Once we have the optimal Q-values for each state $s$ and action $a$, we simply find the policy for a state $\pi^*(s)$ by simply choosing the action with the highest Q-value.

Policy Iteration

The value iteration is costly, with a poor runtime of $O(\mid S \mid^2 \mid A \mid)$ . The policy as computed by policy extraction generally converges significantly faster than the values themselves. Hence, if all we want to determine is the optimal policy for MDP, the value iteration does a lot of overcomputation. Policy iteration is an alternative that fixes these flaws. First we define an initial policy (which can be arbitrary, but will converge faster the closer it is to eventual optimal policy). Then we repeat the following 2 steps until convergence.

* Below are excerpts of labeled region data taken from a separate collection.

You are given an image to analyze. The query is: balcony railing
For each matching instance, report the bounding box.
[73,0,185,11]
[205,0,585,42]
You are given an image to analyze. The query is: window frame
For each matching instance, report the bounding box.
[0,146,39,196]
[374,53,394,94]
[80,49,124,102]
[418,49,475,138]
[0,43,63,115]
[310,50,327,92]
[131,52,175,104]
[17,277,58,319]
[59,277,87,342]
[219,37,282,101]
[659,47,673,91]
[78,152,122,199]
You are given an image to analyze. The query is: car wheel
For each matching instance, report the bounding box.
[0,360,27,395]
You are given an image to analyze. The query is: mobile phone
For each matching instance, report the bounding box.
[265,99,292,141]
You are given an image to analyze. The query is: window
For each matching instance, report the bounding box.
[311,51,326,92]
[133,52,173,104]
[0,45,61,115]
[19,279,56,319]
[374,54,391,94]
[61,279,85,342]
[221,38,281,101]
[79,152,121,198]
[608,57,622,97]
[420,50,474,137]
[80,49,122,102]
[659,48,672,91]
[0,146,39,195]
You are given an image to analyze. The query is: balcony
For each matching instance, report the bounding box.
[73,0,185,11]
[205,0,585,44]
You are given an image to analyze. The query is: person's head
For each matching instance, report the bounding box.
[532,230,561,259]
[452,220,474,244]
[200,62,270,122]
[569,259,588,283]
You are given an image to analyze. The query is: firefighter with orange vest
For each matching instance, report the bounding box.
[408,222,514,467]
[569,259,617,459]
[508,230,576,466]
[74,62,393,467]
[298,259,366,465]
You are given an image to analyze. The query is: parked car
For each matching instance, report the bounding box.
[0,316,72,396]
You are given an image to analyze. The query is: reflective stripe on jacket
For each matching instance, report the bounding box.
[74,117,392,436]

  1. Evaluate the current policy with policy evaluation. Since we are fixing a single action for each state, we no longer need the $\max$ operator. Policy evaluation means computing $V^\pi(s)$ for all states $s$. Each $V^{\pi_i}(s)$ can be computed by following this system:
\[\pi: V^\pi(s) = \sum_{s'} T(s, \pi(s), s') \big[R(s, \pi(s), s') + \gamma V^\pi(s')\big]\]
  1. Once we have evaluated the current policy, we can use policy improvement to generate better policy. Policy improvement uses policy extraction on the values of states generated by policy evaluation to generate a new better policy at each iteration:
\[\pi_{i+1}(s) = \underset{a}{\arg\max}\ \sum_{s'} T(s, a, s') \big[R(s, a, s') + \gamma V^{\pi_i}(s')\big]\]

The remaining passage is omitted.